C’est aussi pour fournir au plus grand nombre des informations simples et vérifiées que le site sante.fr a vu le jour : chatbot sur le médicament, portail Antibio’Malin, micro-learning sur des pathologies et bientôt une page dédiée au décryptage des fake news. Une page qui aidera certainement les pharmaciens dans leur travail « pluriquotidien, plurihoraire, pluriminute » contre ces fake news. « C’est très bien qu’un patient pose la question, ajoute Pierre-Olivier Variot, il faut alors prendre du recul et rester positif, vérifier l’information et lui apporter une réponse. » Une méthode qui fonctionne puisque, malgré la pluie de questions et de doutes sur les vaccins contre le Covid-19 essuyée en officine, aujourd’hui « 90 % des personnes éligibles sont vaccinées en France ».
Une révolution
Reste un autre défi à l’approche : informer et former à l’utilisation de l’outil numérique alors que l’espace numérique en santé se déploie. Un volet numérique que Philippe Besset, président de la Fédération des syndicats pharmaceutiques de France (FSPF) voit d’un très bon œil. « Actuellement, le pharmacien ne sait rien du colloque singulier entre le médecin et le patient. Il doit, à partir de la prescription, faire le chemin à rebours pour imaginer la pathologie et expliquer les médicaments avec des mots simples.

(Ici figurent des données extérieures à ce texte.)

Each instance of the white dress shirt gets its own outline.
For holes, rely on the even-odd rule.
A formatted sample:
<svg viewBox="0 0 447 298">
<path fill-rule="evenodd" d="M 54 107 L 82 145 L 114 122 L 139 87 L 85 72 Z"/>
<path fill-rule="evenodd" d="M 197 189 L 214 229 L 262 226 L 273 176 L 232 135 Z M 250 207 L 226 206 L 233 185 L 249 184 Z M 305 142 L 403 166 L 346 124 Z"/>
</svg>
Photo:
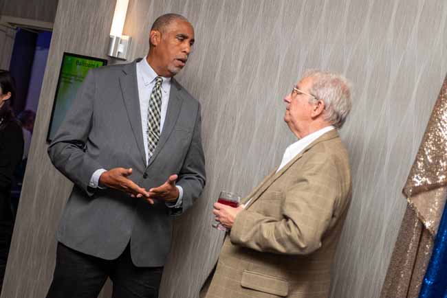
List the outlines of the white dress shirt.
<svg viewBox="0 0 447 298">
<path fill-rule="evenodd" d="M 296 155 L 300 154 L 301 151 L 303 151 L 304 148 L 310 145 L 312 142 L 328 131 L 332 130 L 333 129 L 335 129 L 335 127 L 332 126 L 331 125 L 326 126 L 324 128 L 321 128 L 319 130 L 317 130 L 311 133 L 310 135 L 305 136 L 303 139 L 298 139 L 295 143 L 289 146 L 289 147 L 287 147 L 284 152 L 284 155 L 283 155 L 283 160 L 281 161 L 278 170 L 276 170 L 276 172 L 279 172 L 279 170 L 282 169 L 284 165 L 287 165 L 289 161 L 292 160 Z"/>
<path fill-rule="evenodd" d="M 144 154 L 146 154 L 146 163 L 149 162 L 149 153 L 147 146 L 147 113 L 149 106 L 149 100 L 152 89 L 155 85 L 155 78 L 158 75 L 153 69 L 147 62 L 146 58 L 137 62 L 137 82 L 138 84 L 138 95 L 140 98 L 140 112 L 141 113 L 141 128 L 143 132 L 143 141 L 144 143 Z M 168 104 L 169 102 L 169 93 L 171 91 L 171 78 L 164 78 L 162 82 L 162 108 L 160 113 L 160 134 L 163 130 L 164 119 L 168 110 Z M 99 177 L 106 172 L 105 169 L 98 169 L 96 170 L 91 179 L 90 179 L 89 186 L 91 187 L 99 187 Z M 166 177 L 167 179 L 167 177 Z M 175 205 L 166 203 L 168 207 L 180 207 L 182 199 L 183 198 L 183 188 L 179 185 L 176 185 L 179 190 L 179 198 Z"/>
<path fill-rule="evenodd" d="M 300 154 L 306 147 L 307 147 L 312 142 L 321 137 L 325 133 L 328 131 L 335 129 L 335 127 L 331 125 L 329 126 L 326 126 L 324 128 L 321 128 L 319 130 L 317 130 L 314 133 L 311 133 L 303 137 L 303 139 L 298 139 L 295 143 L 289 146 L 285 149 L 284 154 L 283 155 L 283 160 L 281 161 L 278 170 L 276 170 L 276 173 L 282 169 L 284 165 L 287 165 L 291 160 L 292 160 L 296 155 Z M 250 203 L 251 199 L 246 203 L 245 205 L 248 205 Z"/>
</svg>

Parfois, on dit au patient que tel comprimé c’est pour l’hypertension, ou tel autre pour le cholestérol et on comprend à sa réaction que ce n’est pas sa pathologie. Cette réaction ou une anomalie dans une posologie ou encore la consultation désormais systématique de l’historique des médicaments du patient permet d’ouvrir le dialogue. Mais le pharmacien post-Ségur du numérique aura un champ d’information beaucoup plus vaste qui va améliorer son conseil et la relation avec le médecin, qui saura dès lors ce qu’est devenue sa prescription. » Une ouverture du champ des possibles qui n’est pas interprété comme un gain de temps par le syndicaliste mais comme un gain de qualité : « Plus on a d’informations, plus il y a des actions à mener en faveur du bon usage. »
Cette révolution numérique est aussi attendue par les médecins comme par les infirmiers, car elle va permettre une « meilleure traçabilité de la prise en charge du patient », souligne Rémi Unvois, vice-président de la Confédération des syndicats médicaux français (CSMF), et créer un « cercle vertueux entre les professionnels de santé, de la prescription à l’administration du traitement en passant par la délivrance, avec un feedback garanti au médecin », indique Daniel Guillerm, président de la Fédération nationale des infirmiers (FNI). À condition que les patients sachent utiliser l’outil numérique. Une question au programme des négociations conventionnelles en cours entre pharmaciens et assurance-maladie.